Abstrakte Konstruktionsprinzipien interessieren mich nicht, wer will, darf konstruieren - aber das Ergebnis muss klingen! Und ich lege großen Wert darauf, dass man sich zuerst fragt, was man hören will, und dann erst den Weg sucht, es zu notieren. Ich will keine "Haas-Imitate". Wenn ich bemerke, dass jemand die klangliche Oberfläche meiner Musik imitiert, werde ich ungemütlich.

DER STANDARD: Viele Ihrer Werke stehen im Dialog mit der literarischen und musikalischen Vergangenheit. Wie kommt Ihr Klang eigentlich in Ihre Kompositionen "nach" Schubert'scher oder Skrjabin'scher Klaviermusik?

Haas: Was man für das "Eigene" hält, entpuppt sich fast immer als Aneignung von "Anderem". Ein Spezialfall ist es, wenn man konkret auf eine bestehende Musik reagiert.
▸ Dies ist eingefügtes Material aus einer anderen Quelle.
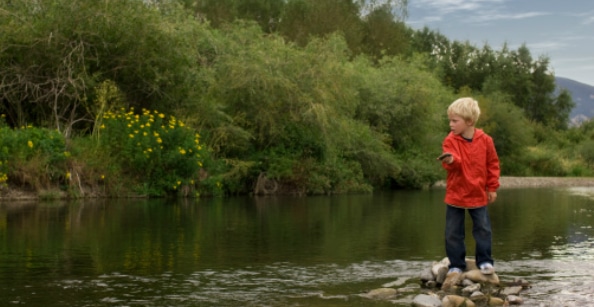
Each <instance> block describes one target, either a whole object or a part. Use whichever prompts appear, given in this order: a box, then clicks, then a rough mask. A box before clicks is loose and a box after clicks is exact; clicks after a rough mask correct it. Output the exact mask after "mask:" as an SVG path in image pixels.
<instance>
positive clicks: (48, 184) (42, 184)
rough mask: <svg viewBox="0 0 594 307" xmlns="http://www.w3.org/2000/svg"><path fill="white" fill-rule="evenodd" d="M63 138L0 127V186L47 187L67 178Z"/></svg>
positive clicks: (46, 134) (8, 127)
mask: <svg viewBox="0 0 594 307" xmlns="http://www.w3.org/2000/svg"><path fill="white" fill-rule="evenodd" d="M67 156H68V153H67V152H65V141H64V137H63V136H62V135H61V134H60V133H59V132H58V131H56V130H50V129H45V128H36V127H32V126H27V127H21V128H15V129H13V128H10V127H8V126H7V125H5V124H4V116H2V124H0V184H2V185H6V184H7V183H13V184H16V185H21V186H23V187H30V188H33V189H36V190H38V189H41V188H48V187H49V186H50V185H51V184H52V183H58V182H59V181H61V180H64V179H65V178H66V177H67V172H66V171H65V169H66V160H67Z"/></svg>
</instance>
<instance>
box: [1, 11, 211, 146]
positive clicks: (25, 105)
mask: <svg viewBox="0 0 594 307" xmlns="http://www.w3.org/2000/svg"><path fill="white" fill-rule="evenodd" d="M0 16H1V18H0V19H1V20H3V22H0V39H1V42H0V45H2V46H3V49H2V52H1V53H0V74H1V75H2V76H3V80H2V82H0V98H1V99H2V100H3V104H2V108H3V112H4V113H6V114H7V116H8V122H9V124H10V125H12V126H17V127H18V126H22V125H24V124H25V123H29V122H33V123H36V124H38V125H40V126H47V127H54V128H57V129H58V130H59V131H60V132H61V133H63V134H64V135H66V136H70V135H71V132H73V131H76V130H79V131H80V130H84V129H87V128H88V125H87V123H88V122H89V121H92V120H94V119H95V117H94V115H96V114H97V111H96V110H95V109H94V108H95V107H97V106H96V105H93V104H92V103H91V102H92V101H94V96H95V95H96V94H95V93H94V92H93V89H94V88H95V86H96V85H98V84H101V83H102V82H104V81H105V80H111V81H113V82H115V84H116V86H117V87H119V88H120V89H121V90H122V93H124V94H125V95H126V98H127V102H128V103H129V104H130V105H133V106H137V107H139V108H140V107H145V108H152V107H154V106H156V105H158V106H159V107H161V108H163V109H166V108H171V107H173V106H175V105H176V104H178V103H180V102H183V101H184V100H185V99H187V98H188V93H189V91H194V89H193V85H194V84H193V82H194V81H195V80H193V78H192V76H193V73H194V70H195V68H196V66H197V65H198V63H197V62H196V61H195V59H196V58H197V56H196V54H195V53H194V52H193V51H194V50H195V49H194V41H193V39H194V37H196V35H194V34H195V32H196V31H200V29H201V25H200V24H199V23H198V22H197V21H196V20H194V19H190V18H188V13H187V12H184V11H183V10H181V8H179V7H177V6H176V5H175V4H173V3H171V4H161V5H160V6H159V7H158V8H157V7H153V6H150V5H147V4H145V3H143V2H142V1H135V0H123V1H110V2H96V1H65V0H52V1H50V0H46V1H37V2H35V5H32V4H31V2H30V1H21V0H16V1H11V5H6V6H4V7H3V9H2V10H0ZM25 110H26V111H25ZM77 125H79V126H77Z"/></svg>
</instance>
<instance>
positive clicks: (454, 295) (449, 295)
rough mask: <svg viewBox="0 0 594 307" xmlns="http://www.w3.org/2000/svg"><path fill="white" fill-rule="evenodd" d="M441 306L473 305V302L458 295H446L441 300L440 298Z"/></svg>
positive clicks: (457, 306)
mask: <svg viewBox="0 0 594 307" xmlns="http://www.w3.org/2000/svg"><path fill="white" fill-rule="evenodd" d="M441 306H442V307H462V306H465V307H474V306H475V304H474V302H472V301H471V300H469V299H468V298H465V297H463V296H458V295H446V296H445V297H444V298H443V300H441Z"/></svg>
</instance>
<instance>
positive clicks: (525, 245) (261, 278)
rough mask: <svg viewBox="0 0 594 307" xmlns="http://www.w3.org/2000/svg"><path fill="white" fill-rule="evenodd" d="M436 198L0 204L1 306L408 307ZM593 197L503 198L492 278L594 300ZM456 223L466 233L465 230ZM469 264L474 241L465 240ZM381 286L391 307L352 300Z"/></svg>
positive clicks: (493, 224)
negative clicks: (306, 306)
mask: <svg viewBox="0 0 594 307" xmlns="http://www.w3.org/2000/svg"><path fill="white" fill-rule="evenodd" d="M443 195H444V191H443V190H442V189H430V190H423V191H397V192H390V193H376V194H373V195H340V196H320V197H301V198H296V197H268V198H252V197H238V198H229V199H207V200H205V199H201V200H189V201H188V200H95V201H89V200H85V201H76V202H50V203H47V202H45V203H28V202H4V203H2V204H0V302H1V303H2V305H3V306H4V305H6V306H10V305H24V306H48V307H49V306H410V302H411V301H412V299H413V297H414V296H415V295H417V294H419V293H422V292H423V291H424V290H423V289H421V288H420V283H419V279H418V275H419V273H420V272H421V271H422V270H423V269H424V268H426V267H428V266H430V265H431V263H432V262H433V261H438V260H441V259H442V258H443V257H444V256H445V252H444V248H443V228H444V213H445V207H444V205H443V202H442V199H443ZM592 195H594V193H593V192H592V190H590V189H589V188H562V189H561V188H560V189H551V188H530V189H503V190H501V191H500V192H499V198H498V201H497V202H496V203H495V204H494V205H492V206H491V207H490V214H491V219H492V224H493V231H494V237H493V256H494V258H495V260H496V268H497V271H498V274H499V276H500V278H501V279H502V280H503V281H511V280H513V279H514V278H516V277H522V278H524V279H526V280H527V281H529V282H530V283H531V284H532V286H533V287H532V288H531V289H529V290H527V291H525V292H523V293H522V296H523V298H524V299H525V303H524V306H589V305H590V304H592V305H593V306H594V304H593V303H590V302H592V301H594V295H593V294H592V293H594V291H593V290H594V281H593V280H594V279H593V278H592V276H593V274H594V261H593V260H594V251H593V247H594V239H593V238H594V231H593V230H592V225H593V222H594V217H593V216H592V215H593V210H594V200H593V198H592ZM468 226H469V227H470V223H469V221H468ZM467 246H468V250H469V255H472V254H473V248H474V246H473V242H472V239H471V236H470V233H469V232H468V238H467ZM382 286H392V287H396V288H399V289H400V290H401V292H402V294H401V295H399V297H398V299H397V300H395V301H390V302H380V301H370V300H368V299H365V298H363V297H361V296H360V294H362V293H365V292H366V291H369V290H371V289H375V288H379V287H382Z"/></svg>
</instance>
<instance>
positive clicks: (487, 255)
mask: <svg viewBox="0 0 594 307" xmlns="http://www.w3.org/2000/svg"><path fill="white" fill-rule="evenodd" d="M446 207H447V209H446V231H445V241H446V242H445V243H446V255H447V256H448V258H449V259H450V268H459V269H461V270H465V269H466V244H465V243H464V238H465V232H466V231H465V229H464V217H465V215H466V210H467V209H462V208H456V207H452V206H449V205H448V206H446ZM468 213H469V214H470V217H471V218H472V236H473V237H474V240H475V241H476V251H475V260H476V264H477V265H479V264H482V263H485V262H488V263H491V264H493V258H492V257H491V220H490V219H489V212H488V211H487V206H484V207H480V208H476V209H468Z"/></svg>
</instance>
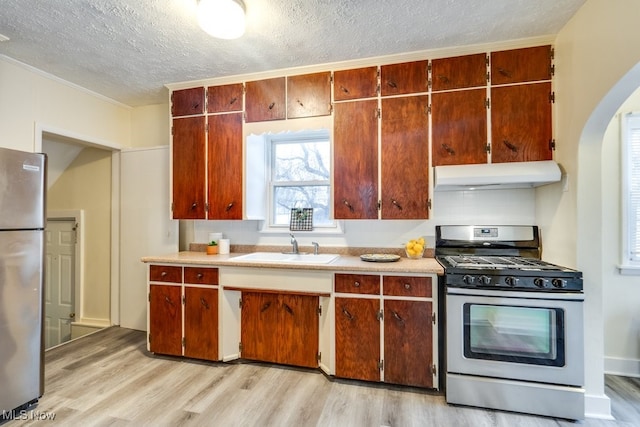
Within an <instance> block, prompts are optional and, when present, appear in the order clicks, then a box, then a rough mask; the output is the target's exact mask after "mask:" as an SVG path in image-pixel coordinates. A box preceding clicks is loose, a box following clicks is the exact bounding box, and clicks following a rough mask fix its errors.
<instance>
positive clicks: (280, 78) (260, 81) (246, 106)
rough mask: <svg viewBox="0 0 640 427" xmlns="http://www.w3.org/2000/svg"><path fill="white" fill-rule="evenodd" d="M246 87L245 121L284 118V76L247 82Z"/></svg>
mask: <svg viewBox="0 0 640 427" xmlns="http://www.w3.org/2000/svg"><path fill="white" fill-rule="evenodd" d="M246 88H247V93H246V95H245V101H246V106H245V109H246V113H247V123H251V122H262V121H268V120H282V119H284V118H285V114H286V108H287V106H286V101H285V78H284V77H276V78H273V79H266V80H258V81H253V82H247V83H246Z"/></svg>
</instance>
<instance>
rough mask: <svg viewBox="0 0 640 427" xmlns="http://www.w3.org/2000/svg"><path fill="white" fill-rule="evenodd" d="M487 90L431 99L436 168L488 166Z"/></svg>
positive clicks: (449, 95)
mask: <svg viewBox="0 0 640 427" xmlns="http://www.w3.org/2000/svg"><path fill="white" fill-rule="evenodd" d="M485 102H486V90H485V89H471V90H463V91H457V92H442V93H434V94H432V95H431V125H432V126H433V131H432V147H431V154H432V156H433V166H442V165H462V164H472V163H487V151H486V146H487V109H486V104H485Z"/></svg>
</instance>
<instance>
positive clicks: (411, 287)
mask: <svg viewBox="0 0 640 427" xmlns="http://www.w3.org/2000/svg"><path fill="white" fill-rule="evenodd" d="M382 289H383V294H384V295H391V296H400V297H425V298H431V296H432V284H431V277H409V276H383V277H382Z"/></svg>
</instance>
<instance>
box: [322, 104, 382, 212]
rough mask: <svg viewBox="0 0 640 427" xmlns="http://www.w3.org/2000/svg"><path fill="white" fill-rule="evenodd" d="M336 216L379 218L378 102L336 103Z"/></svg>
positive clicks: (335, 147)
mask: <svg viewBox="0 0 640 427" xmlns="http://www.w3.org/2000/svg"><path fill="white" fill-rule="evenodd" d="M334 108H335V117H334V133H333V137H334V190H333V191H334V218H336V219H377V218H378V102H377V100H367V101H358V102H345V103H338V104H336V105H335V107H334Z"/></svg>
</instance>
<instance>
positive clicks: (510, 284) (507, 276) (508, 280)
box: [504, 276, 520, 287]
mask: <svg viewBox="0 0 640 427" xmlns="http://www.w3.org/2000/svg"><path fill="white" fill-rule="evenodd" d="M518 281H520V279H518V278H517V277H513V276H507V277H505V278H504V283H505V284H506V285H507V286H511V287H514V286H516V285H517V284H518Z"/></svg>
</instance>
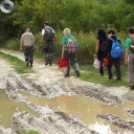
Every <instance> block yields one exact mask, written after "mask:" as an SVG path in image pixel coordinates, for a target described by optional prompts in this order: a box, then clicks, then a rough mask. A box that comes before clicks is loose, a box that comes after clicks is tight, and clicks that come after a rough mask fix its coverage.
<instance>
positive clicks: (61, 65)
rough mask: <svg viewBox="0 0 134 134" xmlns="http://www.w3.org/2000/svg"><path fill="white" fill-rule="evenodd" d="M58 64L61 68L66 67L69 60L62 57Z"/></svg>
mask: <svg viewBox="0 0 134 134" xmlns="http://www.w3.org/2000/svg"><path fill="white" fill-rule="evenodd" d="M58 65H59V67H60V68H61V67H65V66H68V65H69V62H68V60H66V59H64V58H63V59H60V60H59V62H58Z"/></svg>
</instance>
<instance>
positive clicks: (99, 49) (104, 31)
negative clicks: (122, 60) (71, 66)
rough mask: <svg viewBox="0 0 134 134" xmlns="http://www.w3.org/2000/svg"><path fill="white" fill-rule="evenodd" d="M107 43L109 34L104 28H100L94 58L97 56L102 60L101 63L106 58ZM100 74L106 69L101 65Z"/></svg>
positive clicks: (95, 48) (101, 64) (103, 72)
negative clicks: (104, 68) (107, 33)
mask: <svg viewBox="0 0 134 134" xmlns="http://www.w3.org/2000/svg"><path fill="white" fill-rule="evenodd" d="M106 43H107V35H106V32H105V30H104V29H103V28H100V29H99V30H98V32H97V39H96V47H95V54H94V58H97V59H98V60H99V61H100V62H101V65H102V63H103V59H104V53H105V48H106ZM99 72H100V75H101V76H103V75H104V70H103V67H102V66H101V67H100V70H99Z"/></svg>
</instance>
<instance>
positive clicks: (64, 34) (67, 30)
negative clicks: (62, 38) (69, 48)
mask: <svg viewBox="0 0 134 134" xmlns="http://www.w3.org/2000/svg"><path fill="white" fill-rule="evenodd" d="M70 33H71V31H70V29H69V28H65V29H64V30H63V34H64V36H66V35H67V34H70Z"/></svg>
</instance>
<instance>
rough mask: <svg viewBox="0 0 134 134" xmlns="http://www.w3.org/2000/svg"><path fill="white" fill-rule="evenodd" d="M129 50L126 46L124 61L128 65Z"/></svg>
mask: <svg viewBox="0 0 134 134" xmlns="http://www.w3.org/2000/svg"><path fill="white" fill-rule="evenodd" d="M128 51H129V48H125V58H124V60H125V61H124V62H125V64H126V65H128Z"/></svg>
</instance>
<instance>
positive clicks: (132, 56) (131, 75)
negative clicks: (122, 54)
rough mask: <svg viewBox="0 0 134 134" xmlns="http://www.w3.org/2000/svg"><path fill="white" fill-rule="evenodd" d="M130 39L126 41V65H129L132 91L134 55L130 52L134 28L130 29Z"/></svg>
mask: <svg viewBox="0 0 134 134" xmlns="http://www.w3.org/2000/svg"><path fill="white" fill-rule="evenodd" d="M128 35H129V38H127V39H126V41H125V44H124V46H125V58H124V59H125V64H126V65H128V72H129V84H130V89H131V90H134V53H133V52H132V51H131V50H130V46H131V44H132V38H134V28H132V27H130V28H129V29H128Z"/></svg>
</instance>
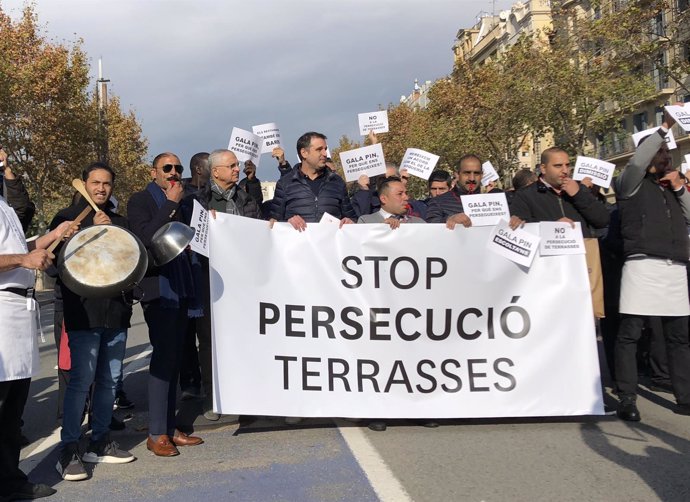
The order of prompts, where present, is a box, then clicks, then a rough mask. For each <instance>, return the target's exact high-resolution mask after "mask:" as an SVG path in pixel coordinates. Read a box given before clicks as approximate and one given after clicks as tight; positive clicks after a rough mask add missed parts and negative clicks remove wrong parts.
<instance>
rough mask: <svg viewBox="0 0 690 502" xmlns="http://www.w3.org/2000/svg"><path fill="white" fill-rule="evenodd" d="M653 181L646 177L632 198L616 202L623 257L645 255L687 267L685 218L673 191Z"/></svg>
mask: <svg viewBox="0 0 690 502" xmlns="http://www.w3.org/2000/svg"><path fill="white" fill-rule="evenodd" d="M654 177H655V175H647V176H645V178H644V179H643V180H642V183H641V184H640V187H639V189H638V190H637V192H636V193H635V195H633V196H632V197H630V198H627V199H620V200H619V201H618V208H619V210H620V215H621V216H620V217H621V234H622V235H623V253H624V255H625V256H626V257H628V256H631V255H634V254H646V255H649V256H656V257H658V258H668V259H671V260H676V261H680V262H684V263H687V261H688V244H689V242H688V229H687V227H686V224H685V217H684V216H683V212H682V211H681V208H680V204H678V201H677V200H676V194H675V193H674V192H673V190H669V189H667V188H663V187H661V186H660V185H659V184H658V183H655V182H654V181H653V178H654ZM683 190H685V188H681V189H680V190H679V193H678V195H682V192H683Z"/></svg>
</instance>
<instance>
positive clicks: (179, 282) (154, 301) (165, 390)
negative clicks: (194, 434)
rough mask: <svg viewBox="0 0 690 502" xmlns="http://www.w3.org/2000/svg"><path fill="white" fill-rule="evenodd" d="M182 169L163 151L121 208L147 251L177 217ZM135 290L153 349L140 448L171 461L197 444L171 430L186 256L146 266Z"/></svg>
mask: <svg viewBox="0 0 690 502" xmlns="http://www.w3.org/2000/svg"><path fill="white" fill-rule="evenodd" d="M183 170H184V168H183V167H182V164H181V163H180V159H179V158H178V157H177V155H174V154H172V153H168V152H166V153H161V154H159V155H157V156H156V158H155V159H153V166H152V168H151V178H152V181H151V182H150V183H149V184H148V185H147V186H146V188H145V189H144V190H142V191H141V192H137V193H135V194H133V195H132V197H131V198H130V199H129V202H128V203H127V216H128V218H129V222H130V229H131V230H132V232H134V233H135V234H136V235H137V237H139V239H141V241H142V243H143V244H144V246H146V248H147V249H149V248H151V240H152V238H153V235H154V234H155V233H156V231H157V230H158V229H159V228H161V227H162V226H163V225H165V224H166V223H168V222H170V221H176V220H179V219H180V217H181V211H180V201H181V200H182V196H183V195H184V190H183V187H182V183H181V175H182V171H183ZM141 287H142V289H143V291H144V299H143V300H142V302H141V305H142V308H143V310H144V319H145V320H146V324H147V326H148V328H149V339H150V341H151V346H152V347H153V352H152V353H151V364H150V366H149V437H148V440H147V441H146V447H147V448H148V449H149V450H151V451H152V452H153V453H155V454H156V455H158V456H161V457H172V456H175V455H179V453H180V452H179V451H178V449H177V446H194V445H197V444H200V443H202V442H203V441H202V439H201V438H198V437H193V436H188V435H187V434H185V433H183V432H181V431H179V430H178V429H177V428H176V426H175V398H176V390H177V389H176V388H177V378H178V374H179V360H180V351H181V350H182V349H183V346H184V339H185V333H186V331H187V324H188V321H189V315H188V310H190V309H193V308H194V305H193V304H194V302H195V301H196V298H197V295H196V294H195V291H194V283H193V280H192V271H191V265H190V262H189V256H188V254H187V252H186V251H185V252H183V253H182V254H180V255H179V256H177V257H176V258H175V259H174V260H172V261H171V262H169V263H166V264H165V265H163V266H161V267H156V266H154V265H153V263H149V269H148V270H147V272H146V276H145V277H144V279H143V280H142V282H141Z"/></svg>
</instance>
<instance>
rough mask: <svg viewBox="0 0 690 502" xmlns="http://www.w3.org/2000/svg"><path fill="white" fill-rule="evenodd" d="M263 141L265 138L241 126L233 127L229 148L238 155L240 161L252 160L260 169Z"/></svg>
mask: <svg viewBox="0 0 690 502" xmlns="http://www.w3.org/2000/svg"><path fill="white" fill-rule="evenodd" d="M263 143H264V140H263V138H262V137H261V136H257V135H256V134H254V133H251V132H249V131H245V130H244V129H240V128H239V127H233V128H232V133H231V134H230V144H229V145H228V150H232V151H233V152H234V153H235V155H236V156H237V160H239V161H240V162H247V161H248V160H251V161H252V162H253V163H254V165H255V166H256V168H257V169H258V168H259V160H260V159H261V149H262V148H263Z"/></svg>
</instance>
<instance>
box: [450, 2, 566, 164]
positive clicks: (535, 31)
mask: <svg viewBox="0 0 690 502" xmlns="http://www.w3.org/2000/svg"><path fill="white" fill-rule="evenodd" d="M551 26H552V17H551V4H550V2H549V0H529V1H527V2H517V3H515V4H513V5H512V6H511V8H510V9H508V10H504V11H502V12H500V13H499V14H498V15H492V14H483V15H480V16H478V18H477V22H476V24H475V25H474V26H472V27H470V28H461V29H460V30H458V33H457V35H456V37H455V43H454V44H453V47H452V51H453V58H454V63H455V64H457V63H458V62H460V61H466V62H468V63H470V64H472V65H482V64H484V63H485V62H487V61H491V60H493V59H496V58H497V57H498V56H500V55H501V54H503V53H505V52H506V51H507V50H508V49H509V48H510V47H511V46H512V45H514V44H515V43H516V42H517V41H518V39H519V38H520V36H521V35H523V34H537V35H539V37H540V38H543V39H544V40H547V35H546V34H547V31H548V30H549V29H550V28H551ZM550 146H553V141H552V136H551V135H550V134H549V135H546V136H542V137H538V138H535V137H529V138H528V140H527V141H525V143H524V144H523V145H522V146H521V147H520V150H519V151H518V152H517V159H518V161H519V164H520V165H519V167H520V168H530V169H534V168H535V167H536V165H537V164H538V162H539V157H540V155H541V152H542V151H543V150H545V149H546V148H549V147H550ZM508 177H510V175H509V176H508Z"/></svg>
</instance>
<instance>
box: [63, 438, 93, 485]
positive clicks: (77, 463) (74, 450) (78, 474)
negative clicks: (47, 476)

Das nun zu hörende Tria ex uno über einen Ausschnitt aus einer Messe von Desprez thematisiert den unendlich gewordenen Abstand zwischen uns und diesem Kunstwerk.

In meinem auf einer unvollendeten Klaviersonate Schuberts basierenden Torso wollte ich durch den Klang, der das Ergebnis einer Analyse des Notentexts auch emotional erfahrbar machen soll, sinnlich nachvollziehen, dass Schubert das Werk nicht vollenden konnte, weil er darin die Grenzen der damaligen Musiksprache überschritten hatte.

Skrjabins neunte Sonate war der Ausgangspunkt für eine orchestrale Klangfarbenkomposition, bei der ich jene Stellen weiterspann, wo Skrjabin aus pianistischen Gründen nur andeuten kann - ein Pianist hat ja nur zehn Finger und eine beschränkte Spannweite der Hand, Skrjabin arbeitet mit dem Kontrapunkt zwischen dieser körperlichen Einschränkung und einer Klangfantasie, die weit über das hinausgeht, was pianistisch möglich ist. Ich spüre in diesem Klavierwerk ein intensives Licht, das ich durch eine Steigerung der Kontraste deutlich machen wollte.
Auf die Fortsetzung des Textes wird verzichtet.